- Born: Pt. Dr. Nagaraja Rao Havaldar 17 July 1959 (age 66)
- Origin: Hosapete, Karnataka
- Genres: Hindustani Classical Music - Exponent of Kirana, Jaipur-Atrauli Gharanas, Vachana Saahitya, Daasa Saahitya, and Devotional Music
- Occupation: Hindustani Classical Vocalist
- Years active: 1981 – present
- Website: http://www.pandithavaldar.com

= Nagaraja Rao Havaldar =

Nagaraja Rao Havaldar (ನಾಗರಾಜ ರಾವ್ ಹವಲ್ದಾರ್) (17 July 1959) is a Hindustani Classical vocalist from Karnataka, India.

==Education==

===Music===
Havaldar is a disciple of Madhava Gudi, himself a prime disciple of the Kirana scion Bhimsen Joshi. He is also a disciple of Panchakshari Swami Mattigatti, a senior disciple of Mallikarjun Mansur, of the Jaipur-Atrauli Gharana.

During his study for "Sangeetha Ratna", a six-year degree course in Hindustani Classical Music from Karnataka University karnataka, Dharwad, Karnataka, he studied under Mallikarjun Mansur, the Head of the Department of Music, as well as Panchakshari Swami Mattigatti, Pandit Basavaraj Rajaguru (Kirana), Pandit Sangameshwar Gurav (Kirana) and Dr. B.D. Pathak who were faculty members.

===Academic===
He holds a "Sangeetha Ratna" degree in Hindustani Classical Music from Karnataka University, Dharawada. He is also a gold medalist M.A. in History and Archeology, and holds a Doctorate in Music from Karnataka University, his doctorate thesis being "The History of Classical Music in Karnataka".

==Career==

===Performances===
He has performed all over India, including in venues such as the Hampi Utsava, Mysore Dassera Durbar Festival and Sankat Mochan Sangeet Samaroh at Varanasi. He has also toured the United States and the United Kingdom extensively. While his style reflects his training from Kirana masters, he is also familiar with Jaipur-Atrauli specialities such as Basanti Kedar, Basanti Kanada and Nat Malhar. He has popularized the Kannada Khayal by adapting Vachanas, literary works of Haridasas and suitable contemporary poetry in Kannada, to the traditional khayal form.

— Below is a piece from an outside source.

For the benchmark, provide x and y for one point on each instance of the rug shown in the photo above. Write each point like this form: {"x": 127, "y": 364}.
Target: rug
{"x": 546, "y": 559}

Besides live performances, Havaldar has recorded numerous albums in the Khayal and lighter genres. He is the founder and president of Sunaada Art Foundation, an organization dedicated to the promotion of Indian classical Music.

===Composing===
As a composer, Havaldar has scored music for various plays and television shows such as Girish Karnad’s Taledanda, P. Lankesh’s Gunamukha staged by the theatre group Roopantara, the television version of Master Hirannayya’s Lanchavatara and T N Seetharam’s teleserial, Mukhamukhi. He has also worked with a theatre group in Indianapolis on the music of a play with a spiritual theme.

===Teaching===
He regularly conducts lecture-demonstrations and workshops on music for companies like Wipro, Computer Associates, Birla 3M and Khodays among others, on topics such as Stress Management through Music and Appreciation of Hindustani Classical Music.

Havaldar has taught and continues to teach Hindustani music, both locally in Bengaluru, as well as internationally to students in the United States and United Kingdom via workshops and telephonic sessions. Many of his students have become prominent musicians themselves, notably his son Omkarnath Havaldar and Kannada playback singer Chaitra HG.

===Other===
Havaldar has previously worked as a Programme Executive at the Music Archives, All India Radio, Bengaluru (1988–1991). He was also formerly the chairman of Textbook Committee for Hindustani Music, for The Directorate of Textbooks, Karnataka.

==Personal life==
Havaldar was born in Hosapete town in Bellary District, Karnataka, where he spent his early years until his graduation. He currently resides in Bengaluru. His sons Omkarnath and Kedarnath are upcoming musicians - Omkarnath is a vocalist while Kedarnath is a tabaliya.